1. It has a wooden handle that is turned in the shape of a vintage turnscrew. So it won’t roll off your bench thanks to the flats. And it fits my hand like a baseball glove.
2. The finish on the beech handle is oil. It’s tactile, like the finish on the Grace drivers. Not slippery like a plastic screwdriver.
3. The screwdriver chuck has an O-ring that grips your standard bits, even snapping them in place. Many of these bits have a small groove that receive the O-ring. That’s nice. However….

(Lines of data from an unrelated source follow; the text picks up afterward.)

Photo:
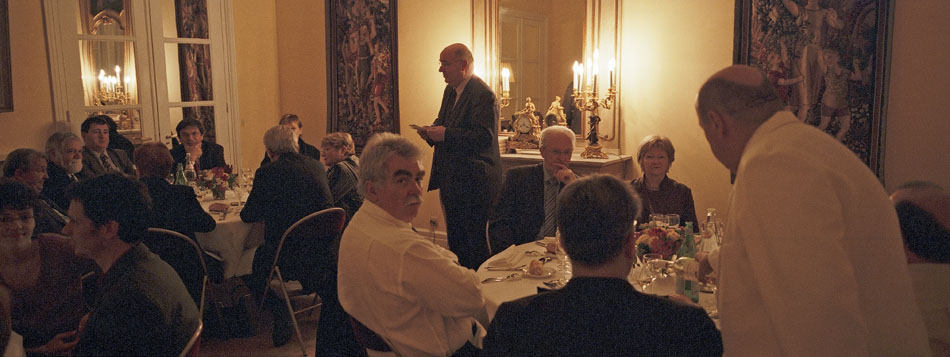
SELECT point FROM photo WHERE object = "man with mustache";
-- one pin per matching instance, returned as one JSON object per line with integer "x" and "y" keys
{"x": 64, "y": 152}
{"x": 466, "y": 165}
{"x": 409, "y": 291}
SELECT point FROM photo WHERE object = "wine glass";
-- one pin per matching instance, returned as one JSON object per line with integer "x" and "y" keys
{"x": 673, "y": 220}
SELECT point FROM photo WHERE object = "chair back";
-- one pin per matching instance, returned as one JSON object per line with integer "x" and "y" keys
{"x": 367, "y": 338}
{"x": 185, "y": 256}
{"x": 311, "y": 244}
{"x": 191, "y": 348}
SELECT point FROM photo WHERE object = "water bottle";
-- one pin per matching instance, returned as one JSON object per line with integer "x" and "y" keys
{"x": 180, "y": 175}
{"x": 190, "y": 174}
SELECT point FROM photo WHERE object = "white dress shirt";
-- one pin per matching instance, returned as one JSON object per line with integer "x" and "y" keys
{"x": 812, "y": 262}
{"x": 932, "y": 288}
{"x": 405, "y": 288}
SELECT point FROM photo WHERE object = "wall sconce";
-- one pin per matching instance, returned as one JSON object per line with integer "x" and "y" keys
{"x": 586, "y": 99}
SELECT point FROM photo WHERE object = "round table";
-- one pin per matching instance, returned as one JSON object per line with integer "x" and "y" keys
{"x": 231, "y": 239}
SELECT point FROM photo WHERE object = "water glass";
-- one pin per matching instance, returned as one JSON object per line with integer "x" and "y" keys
{"x": 673, "y": 220}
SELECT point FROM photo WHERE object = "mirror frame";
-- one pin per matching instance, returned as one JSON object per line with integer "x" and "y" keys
{"x": 602, "y": 30}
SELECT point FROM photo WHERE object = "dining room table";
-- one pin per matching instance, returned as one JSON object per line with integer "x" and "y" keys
{"x": 509, "y": 267}
{"x": 233, "y": 240}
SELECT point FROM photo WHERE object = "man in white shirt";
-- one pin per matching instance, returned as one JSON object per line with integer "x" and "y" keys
{"x": 923, "y": 209}
{"x": 403, "y": 287}
{"x": 811, "y": 261}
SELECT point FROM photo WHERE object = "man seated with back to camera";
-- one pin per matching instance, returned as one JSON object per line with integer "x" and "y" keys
{"x": 527, "y": 207}
{"x": 206, "y": 155}
{"x": 923, "y": 209}
{"x": 140, "y": 306}
{"x": 409, "y": 291}
{"x": 598, "y": 312}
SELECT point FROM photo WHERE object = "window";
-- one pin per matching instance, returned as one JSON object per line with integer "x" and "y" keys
{"x": 147, "y": 64}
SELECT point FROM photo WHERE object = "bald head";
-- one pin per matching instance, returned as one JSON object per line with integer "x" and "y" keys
{"x": 740, "y": 92}
{"x": 924, "y": 213}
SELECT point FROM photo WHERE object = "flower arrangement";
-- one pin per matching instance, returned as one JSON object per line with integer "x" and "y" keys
{"x": 659, "y": 240}
{"x": 218, "y": 180}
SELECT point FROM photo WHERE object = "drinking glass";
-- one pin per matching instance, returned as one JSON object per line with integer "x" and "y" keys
{"x": 673, "y": 220}
{"x": 659, "y": 219}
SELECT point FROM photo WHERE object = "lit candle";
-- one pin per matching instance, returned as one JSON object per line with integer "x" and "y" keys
{"x": 505, "y": 75}
{"x": 610, "y": 67}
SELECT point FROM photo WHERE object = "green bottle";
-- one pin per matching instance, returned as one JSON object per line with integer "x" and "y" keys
{"x": 687, "y": 250}
{"x": 180, "y": 175}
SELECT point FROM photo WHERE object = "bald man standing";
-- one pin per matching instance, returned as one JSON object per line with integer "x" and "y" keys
{"x": 466, "y": 165}
{"x": 811, "y": 262}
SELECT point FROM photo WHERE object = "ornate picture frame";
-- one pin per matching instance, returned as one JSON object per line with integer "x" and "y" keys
{"x": 361, "y": 66}
{"x": 830, "y": 57}
{"x": 6, "y": 74}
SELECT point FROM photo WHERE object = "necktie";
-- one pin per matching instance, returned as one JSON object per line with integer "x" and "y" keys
{"x": 106, "y": 163}
{"x": 551, "y": 188}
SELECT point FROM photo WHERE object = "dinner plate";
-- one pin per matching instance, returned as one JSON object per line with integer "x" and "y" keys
{"x": 546, "y": 273}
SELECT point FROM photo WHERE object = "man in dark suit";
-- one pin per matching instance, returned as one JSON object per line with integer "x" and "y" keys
{"x": 175, "y": 208}
{"x": 527, "y": 207}
{"x": 64, "y": 152}
{"x": 205, "y": 155}
{"x": 293, "y": 122}
{"x": 466, "y": 166}
{"x": 598, "y": 312}
{"x": 289, "y": 188}
{"x": 97, "y": 157}
{"x": 28, "y": 167}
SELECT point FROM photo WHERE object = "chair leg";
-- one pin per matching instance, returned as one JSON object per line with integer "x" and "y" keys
{"x": 290, "y": 309}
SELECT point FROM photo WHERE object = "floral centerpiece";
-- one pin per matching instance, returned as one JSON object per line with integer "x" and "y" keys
{"x": 664, "y": 241}
{"x": 218, "y": 180}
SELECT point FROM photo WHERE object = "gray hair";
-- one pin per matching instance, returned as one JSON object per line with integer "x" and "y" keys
{"x": 20, "y": 159}
{"x": 281, "y": 140}
{"x": 55, "y": 142}
{"x": 557, "y": 129}
{"x": 378, "y": 150}
{"x": 595, "y": 215}
{"x": 748, "y": 104}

4. The Elemen’tary driver also has a screw chuck that locks the bits in better than any other magnet or O-ring. This small knurled knob allows you to secure your bit so it won’t pull out of the tool. If you own any four-way screwdriver, you know how this is one of their major downsides.
The Elemen’tary driver includes six bits, though it will use almost any standard bit. This driver is going on the road with me this year and will replace five screwdrivers I carry to adjust tools and drive slot-head and Phillips screws.
While the bits that come with this driver are good, I upgraded mine by substituting ground gunsmith bits from Brownell’s. More on that in a future post.
I have only one quibble with this tool. (Don’t I always have quibbles?) Like all drivers, I think this one doesn’t need to be so long. This driver could easily lose 1” or 1-1/2” and be ideal. With woodworking, we almost never say: This screwdriver is too short. Usually the lament is: This driver is too long to get inside the cabinet.
Yes, I know that there is a stubby version of this tool.
You can purchase this tool from several sources. I bought mine from Hand-Eye Supply for $35.